In this talk, I first look backwards in time, in a review of the provenance and history of linguistics as a field. The idea is to take stock of where we have come from in order to get a sense for where we might be headed. Much of what we do today in linguistics has its roots in what the Sanskrit grammarians did several millennia ago. However, their analysis of language was deeply rooted in the ritual culture and religious practices of the time: the primary and arguably sole aim of analyzing language was to preserve its efficacy in the performance of the ceremonial rites that it accompanied. Perhaps not coincidentally, the impetus for the study of language in the modern era again came from the “rediscovery” of Sanskrit by the European colonialists—along with its central role in Indian culture, and its unmistakable affinities with European languages.

Thus, from its inception, the study of language has been inextricably linked with cultural anthropology and the arts.
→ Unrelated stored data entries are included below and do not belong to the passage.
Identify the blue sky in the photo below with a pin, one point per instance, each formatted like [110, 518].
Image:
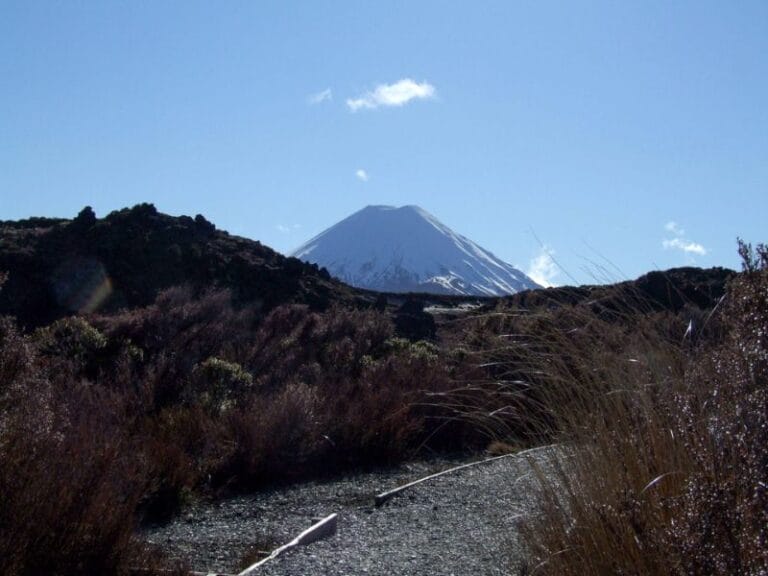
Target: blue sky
[619, 137]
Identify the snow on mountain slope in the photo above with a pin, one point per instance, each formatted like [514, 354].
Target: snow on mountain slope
[407, 249]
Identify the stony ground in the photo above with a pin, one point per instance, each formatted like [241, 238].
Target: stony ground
[461, 523]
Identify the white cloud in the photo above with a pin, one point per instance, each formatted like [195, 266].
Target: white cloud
[283, 229]
[680, 242]
[685, 246]
[543, 268]
[319, 97]
[397, 94]
[674, 227]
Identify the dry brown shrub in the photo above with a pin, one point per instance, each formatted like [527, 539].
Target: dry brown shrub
[663, 457]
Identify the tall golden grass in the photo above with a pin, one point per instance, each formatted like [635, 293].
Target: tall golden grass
[663, 432]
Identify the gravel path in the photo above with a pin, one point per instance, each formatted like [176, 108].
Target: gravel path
[460, 523]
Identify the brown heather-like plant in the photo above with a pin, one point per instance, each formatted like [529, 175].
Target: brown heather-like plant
[69, 482]
[662, 465]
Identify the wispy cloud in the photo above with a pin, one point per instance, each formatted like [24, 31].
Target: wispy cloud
[684, 245]
[397, 94]
[542, 268]
[680, 242]
[283, 229]
[319, 97]
[674, 228]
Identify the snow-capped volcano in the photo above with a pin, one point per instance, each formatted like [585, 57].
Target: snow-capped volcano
[407, 249]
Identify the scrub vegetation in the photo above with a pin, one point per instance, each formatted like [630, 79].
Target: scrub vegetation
[122, 405]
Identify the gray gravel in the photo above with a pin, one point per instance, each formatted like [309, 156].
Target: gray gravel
[460, 523]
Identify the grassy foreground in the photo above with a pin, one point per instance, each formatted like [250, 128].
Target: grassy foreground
[664, 467]
[110, 420]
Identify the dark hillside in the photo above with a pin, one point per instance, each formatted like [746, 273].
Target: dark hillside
[59, 267]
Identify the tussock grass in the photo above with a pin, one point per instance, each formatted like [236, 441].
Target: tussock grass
[663, 460]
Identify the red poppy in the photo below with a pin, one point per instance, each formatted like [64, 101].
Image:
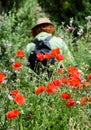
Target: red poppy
[17, 65]
[57, 82]
[73, 70]
[14, 92]
[19, 99]
[55, 52]
[2, 77]
[39, 89]
[74, 81]
[12, 114]
[64, 80]
[70, 102]
[40, 56]
[20, 53]
[89, 98]
[87, 84]
[89, 76]
[83, 101]
[48, 56]
[51, 88]
[59, 57]
[65, 95]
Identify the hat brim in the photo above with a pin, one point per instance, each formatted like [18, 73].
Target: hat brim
[41, 24]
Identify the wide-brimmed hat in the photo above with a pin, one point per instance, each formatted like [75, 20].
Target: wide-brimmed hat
[42, 21]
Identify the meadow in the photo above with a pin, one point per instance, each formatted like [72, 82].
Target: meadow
[30, 101]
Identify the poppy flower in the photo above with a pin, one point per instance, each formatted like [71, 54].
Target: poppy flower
[39, 89]
[17, 65]
[2, 77]
[57, 82]
[65, 95]
[59, 57]
[64, 80]
[51, 88]
[20, 53]
[73, 71]
[12, 114]
[89, 76]
[19, 99]
[89, 98]
[14, 92]
[70, 102]
[40, 56]
[55, 52]
[83, 101]
[87, 84]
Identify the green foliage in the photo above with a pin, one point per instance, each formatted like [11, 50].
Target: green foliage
[63, 10]
[43, 111]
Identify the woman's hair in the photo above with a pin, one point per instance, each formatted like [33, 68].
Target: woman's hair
[43, 28]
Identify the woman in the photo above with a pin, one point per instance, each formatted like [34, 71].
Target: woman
[43, 29]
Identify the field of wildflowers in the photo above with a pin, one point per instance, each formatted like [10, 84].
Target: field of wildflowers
[30, 101]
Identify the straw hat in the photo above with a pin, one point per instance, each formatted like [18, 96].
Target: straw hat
[42, 21]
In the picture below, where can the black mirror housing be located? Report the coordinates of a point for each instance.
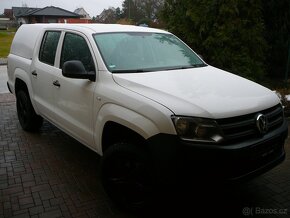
(76, 70)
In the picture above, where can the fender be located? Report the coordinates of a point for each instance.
(24, 76)
(126, 117)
It was only in the 20th century that linguistics was able to break free of its sister disciplines and establish itself as an autonomous field all its own.

After briefly reviewing this history, I suggest that at this point in its historical development, linguistics might benefit from rejoining forces with the sister disciplines it left behind, in the interest of tackling certain thorny problems in the evolution of language. The test case I cite is that of recursion, the ability to embed linguistic structures of similar types within each other. This has been touted as the sine qua non of language evolution (Hauser, Chomsky & Fitch 2002). What we propose here, following up on an old proposal by Staal (1979, 1980, 1984), and based on consistent, identifiable remnants of recursive structure in ritual practice and its accompanying arts, is that linguistic recursion could plausibly have been exapted from the elements of ritual culture from which linguistics arose in the first place.